Vengeance(84)
As they reached the exit, Earl turned to the driver, keeping his gaze off and distantly focused. He pushed his dark glasses higher on his nose, giving the man his best Ray Charles sway-and-grin. “Thank you so much for the ride,” he said.
The driver studied him with a puzzled look on his face. “You don’t mind my asking . . . if you’re blind, how do you use the camera to take pictures?”
“I let the dog take ’em,” Earl said in a polite tone. Then he turned, leaving the driver to ponder that image, and stepped down off the bus. “Jump!” he said. And Melon made his leap of faith to the ground.
See, it was the dog that was blind, not Earl.
Earl led the way through the wash of hot diesel exhaust, across the bus paddock, to the street, where a row of taxicabs sat parked at the curb. The first two cars in the queue were manned by Middle Eastern drivers. They stood outside the vehicles, chatting near the sign that read TAXIS ONLY. They seemed wholly indifferent to his approach, indifferent to the possibility of a fare. At a third taxi, a black woman had already prepared the passenger door for arrival.
Now she was calling to Earl’s dog, “Here, boy! Bring your daddy right on in. Let Loretta give you fine gentlemen a ride.”
Earl crossed past the two Middle Easterners, who found need to voice objection now. Loretta flipped them off and waved Earl and his dog on over.
The idea that Earl was blind and that Melon was his service dog was a ruse they played routinely. It got them onto public transportation together and into the bars along Vermont Street back in LA. And so far, it had won them a few courtesies here in the South. Few seemed to question it. The dark glasses also served to shade Earl’s aging eyes from the light. They were both getting old, he and Melon. They depended on each other for their respective advantages.
Earl folded himself into the backseat, saying, “Up,” for Melon to join him.
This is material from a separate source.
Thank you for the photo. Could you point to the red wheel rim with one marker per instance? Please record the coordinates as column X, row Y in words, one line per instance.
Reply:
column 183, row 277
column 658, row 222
The dog found his place on the seat, and they both settled in for the ride.
“You know where Cabbagetown is?” he said as his lady driver slid in behind the wheel.
“Sho’ do,” Loretta said, cranking the engine. “I know where e’thing is. North to Buckhead, east to Conyers. You ain’t really blind, is you?”
“How could you tell?”
She was looking at Earl in the mirror. “I seen blind folks; they’s always hesitant. You seem to know where you goin’. Dog’s somethin’ else, though. Playing along like a regular little con man.”
“He’s the one that’s blind,” Earl said.
“You say! I saw the way he come jumpin’ off the bus. Must trust his master somethin’ fierce.”
“We’ve been together for a while,” Earl said.
They had come off Forsythe Street onto Memorial Drive heading east. It had been forty years since Earl had last been in Atlanta, the place of his birth. The city didn’t seem much different really from what he remembered. Maybe a few more glass-and-chrome buildings was all. It still had the same shady streets, the same sleepy feel to it. LA, by comparison, never seemed to stop.
“What’s your name, big man?” Loretta asked, nosing the cab through traffic.
“Earl . . . Earl Lilly . . . but most people call me Little Earl.”
“Cause you so tiny and all,” Loretta said, metering out the sarcasm.
“Yeah, ’cause of that,” Earl said.
“So, what brings you two good-looking dudes to Hotlanta? Come to howl at the moon?”
“I think we’re both a little too old to be howling at anything, except in pain. Actually, I’m here to find someone,” Earl said. He fished a photograph from inside his jacket and passed it across the seat to her. “You ever seen this young lady?”
Loretta looked briefly at the photo, keeping an eye on the traffic ahead. “She a beautiful young woman. One of yours?”
“She’s my granddaughter,” Earl said. “I’m sure you get around;you ever run across her, by chance?”
“She look a little familiar. But then, I see a lot these young girls on the streets. They’s all just faces after a time. Know what I mean?”
“I guess I do,” Earl said.
“Still, I should remember this one. Pretty an’ all.” Loretta took a last look at the photo and passed it back. “What she do?”
Earl had little to go on, just the name of a gentlemen’s club where his granddaughter worked and a return address on her letters, presumably where she lived. “She tells me she’s going to school during the day. Wanting to become a physical therapist. And dancin’ nights to pay her way. A place called Bo Peep’s Corral. You ever hear of it?”